BuildBot is designed to be cross platform, but currently the build scripts for HttpFilteringEngine only support compiling under Windows with Visual Studio 2015. Also, BuiltBot is a work in progress, that is currently only sufficiently complete for the purpose of automatic the build of this project on Windows.

To build HttpFilteringEngine with BuildBot you will need:

Once you have those requirements installed, you can get all deps setup with the following commands:

NOTICE

Do not use PowerShell to run BuildBot. Microsoft has crammed PowerShell as the default shell down our throat since Windows 10 Creators Update. Do not use it. Use CMD. If you use PowerShell, files called 'NUL' will get created in submodules, and they cannot be removed, unless you use an arcane command. If this happens to you, remove these 'NUL' files with:

Del \\?\C:\path\to\NUL, or from within the current directory: Del \\?\%CD%\NUL.

# Clone BuildBot
git clone --recursive https://github.com/TechnikEmpire/BuildBot.git

#Clone HttpFilteringEngine
git clone https://github.com/TechnikEmpire/HttpFilteringEngine.git

# Move to BuildBot dir and restore required packages.
cd BuildBot
dotnet restore

# Change to the BuildBot portable executable directory and build HttpFilteringEngine
cd BuildBot
dotnet run -C Release,Debug -A x86,x64 -D ..\..\HttpFilteringEngine

If this process fails for any reason, you can run the BuildBot clean command, then repeat the build command:

# Clean it out and start over. Notice! This will delete all submodules and dir changes!
dotnet run -X -D ..\..\HttpFilteringEngine

# Run build again.
dotnet run -C Release,Debug -A x86,x64 -D ..\..\HttpFilteringEngine

Notice

There is currently an issue with junctions that modular boost creates during the clean process. This may cause the clean process to fail the first time. Re-running the clean command on failure will resolve this issue. Windows for some reason may complain that access is denied on first attempt to delete the junction, but it will succeed the second time.
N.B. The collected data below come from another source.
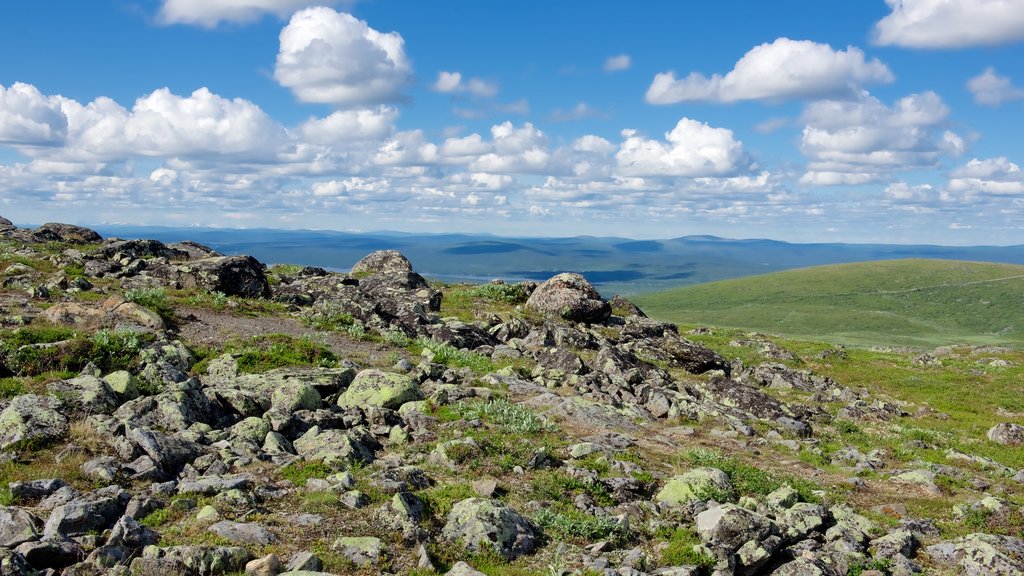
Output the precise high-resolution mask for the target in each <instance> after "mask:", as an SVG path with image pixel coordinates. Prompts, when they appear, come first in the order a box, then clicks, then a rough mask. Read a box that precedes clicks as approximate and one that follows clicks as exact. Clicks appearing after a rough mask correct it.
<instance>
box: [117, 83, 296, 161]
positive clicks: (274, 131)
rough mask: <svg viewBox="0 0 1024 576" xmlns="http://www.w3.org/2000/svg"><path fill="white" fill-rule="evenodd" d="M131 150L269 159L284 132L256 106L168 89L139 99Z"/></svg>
mask: <svg viewBox="0 0 1024 576" xmlns="http://www.w3.org/2000/svg"><path fill="white" fill-rule="evenodd" d="M125 134H126V136H127V139H128V141H129V142H130V145H131V146H132V148H133V150H134V151H135V152H136V153H138V154H144V155H151V156H195V155H205V154H217V155H240V156H246V157H253V158H256V157H260V158H265V157H268V156H271V155H272V152H273V151H274V150H275V149H276V147H278V146H279V145H280V143H281V142H282V141H284V140H285V139H286V134H285V130H284V129H283V128H282V127H281V126H280V125H279V124H278V123H276V122H274V121H273V120H271V119H270V117H269V116H267V115H266V114H265V113H264V112H263V111H262V110H260V108H259V107H258V106H256V105H254V104H253V102H251V101H249V100H246V99H243V98H234V99H227V98H224V97H222V96H219V95H217V94H214V93H212V92H211V91H210V90H208V89H207V88H200V89H199V90H196V91H195V92H193V93H191V95H189V96H187V97H182V96H178V95H176V94H173V93H171V91H170V90H168V89H167V88H161V89H160V90H156V91H155V92H153V93H152V94H150V95H147V96H145V97H142V98H139V99H138V100H136V102H135V107H134V108H133V109H132V114H131V117H130V118H129V119H128V121H127V123H126V124H125Z"/></svg>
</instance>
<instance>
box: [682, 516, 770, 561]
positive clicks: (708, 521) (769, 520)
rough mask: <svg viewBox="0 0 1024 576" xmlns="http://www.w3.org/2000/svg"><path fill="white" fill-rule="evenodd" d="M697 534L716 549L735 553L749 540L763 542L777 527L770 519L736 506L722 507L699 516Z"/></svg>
mask: <svg viewBox="0 0 1024 576" xmlns="http://www.w3.org/2000/svg"><path fill="white" fill-rule="evenodd" d="M696 528H697V535H699V536H700V539H701V540H702V541H703V542H705V543H706V544H708V545H709V546H712V547H714V548H719V549H723V550H726V551H729V552H731V551H735V550H737V549H739V547H740V546H742V545H743V544H745V543H746V542H750V541H761V540H764V539H765V538H766V537H767V536H769V535H772V534H775V533H776V532H777V531H778V528H777V527H776V526H775V523H774V522H772V521H771V519H769V518H768V517H765V516H762V515H760V513H758V512H755V511H752V510H748V509H746V508H742V507H739V506H737V505H735V504H721V505H718V506H715V507H712V508H708V509H707V510H705V511H702V512H700V513H699V515H697V519H696Z"/></svg>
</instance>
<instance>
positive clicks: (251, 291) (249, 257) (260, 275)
mask: <svg viewBox="0 0 1024 576" xmlns="http://www.w3.org/2000/svg"><path fill="white" fill-rule="evenodd" d="M178 275H179V282H180V284H181V286H182V287H183V288H190V287H200V288H203V289H205V290H209V291H211V292H221V293H223V294H226V295H228V296H241V297H243V298H266V297H269V296H270V284H269V282H267V280H266V274H265V272H264V270H263V264H262V263H260V261H259V260H257V259H256V258H254V257H252V256H214V257H211V258H203V259H200V260H193V261H190V262H188V263H187V264H183V265H181V266H178Z"/></svg>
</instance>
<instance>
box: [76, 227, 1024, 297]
mask: <svg viewBox="0 0 1024 576" xmlns="http://www.w3.org/2000/svg"><path fill="white" fill-rule="evenodd" d="M92 228H94V229H95V230H96V231H97V232H99V233H100V234H102V235H104V236H118V237H124V238H154V239H157V240H161V241H165V242H173V241H180V240H195V241H197V242H202V243H204V244H208V245H210V246H212V247H214V248H216V249H217V250H219V251H221V252H223V253H225V254H252V255H253V256H255V257H257V258H259V259H260V260H262V261H264V262H267V263H274V262H296V263H302V264H306V265H317V266H323V268H327V269H332V270H339V271H347V270H348V269H350V268H351V265H352V264H353V263H355V262H356V261H357V260H358V259H359V258H361V257H362V256H365V255H366V254H367V253H368V252H371V251H373V250H379V249H388V248H390V249H395V250H398V251H400V252H402V253H403V254H406V255H407V256H408V257H409V258H410V259H411V260H412V261H413V262H414V264H415V265H416V269H417V270H418V271H421V273H422V274H424V275H425V276H427V277H432V278H436V279H439V280H443V281H449V282H459V281H473V282H481V281H486V280H490V279H494V278H501V279H504V280H507V281H510V282H514V281H522V280H537V281H543V280H546V279H547V278H549V277H550V276H552V275H553V274H555V273H558V272H566V271H570V272H580V273H582V274H583V275H584V276H586V277H587V278H588V279H589V280H590V281H591V282H593V283H594V284H595V285H596V286H597V288H598V289H599V290H601V292H602V293H603V294H605V295H608V296H610V295H612V294H615V293H621V294H626V295H632V294H640V293H647V292H653V291H658V290H666V289H669V288H674V287H677V286H684V285H691V284H700V283H705V282H713V281H717V280H725V279H730V278H740V277H744V276H751V275H757V274H764V273H769V272H776V271H782V270H790V269H795V268H806V266H812V265H820V264H830V263H842V262H855V261H865V260H881V259H895V258H941V259H956V260H978V261H992V262H1007V263H1022V264H1024V246H1020V245H1019V246H935V245H890V244H841V243H815V244H793V243H788V242H782V241H776V240H766V239H746V240H734V239H727V238H719V237H715V236H683V237H679V238H672V239H665V240H635V239H629V238H616V237H593V236H587V237H572V238H509V237H499V236H493V235H486V234H410V233H391V232H381V233H344V232H333V231H312V230H300V231H283V230H255V229H254V230H227V229H200V228H159V227H122V225H119V227H113V225H98V227H92Z"/></svg>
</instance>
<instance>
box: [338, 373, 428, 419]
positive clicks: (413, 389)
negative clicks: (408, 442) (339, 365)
mask: <svg viewBox="0 0 1024 576" xmlns="http://www.w3.org/2000/svg"><path fill="white" fill-rule="evenodd" d="M422 399H423V393H422V392H421V390H420V386H419V384H417V383H416V381H414V380H413V379H412V378H410V377H409V376H404V375H402V374H393V373H390V372H382V371H380V370H372V369H371V370H362V371H361V372H359V373H358V374H356V375H355V379H353V380H352V383H351V384H349V386H348V388H347V389H346V390H345V392H344V394H342V395H341V396H340V397H339V398H338V406H340V407H342V408H350V407H366V406H376V407H379V408H390V409H392V410H396V409H398V408H400V407H401V405H402V404H406V403H407V402H413V401H417V400H422Z"/></svg>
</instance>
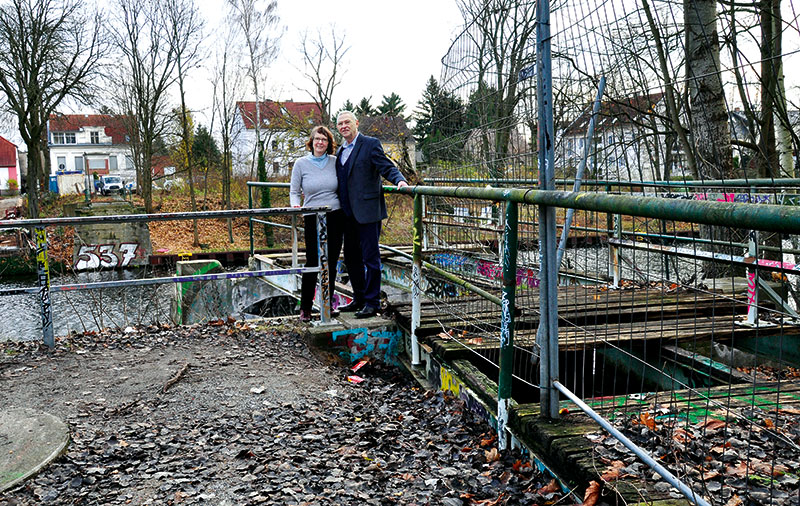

Once this process succeeds, you can open up the Visual Studio solution and build at-will.

Notice

This configuration process is only required once. You do not need to run it again once the project has been configured successfully.

Future / TODO

Inspect traffic at the packet level, looking for HTTP headers to non-port-80 connections, and forcing them through the filter as well. This will require a memory system that can successfully map the return path of such connections (map back to the right port after going through the filter).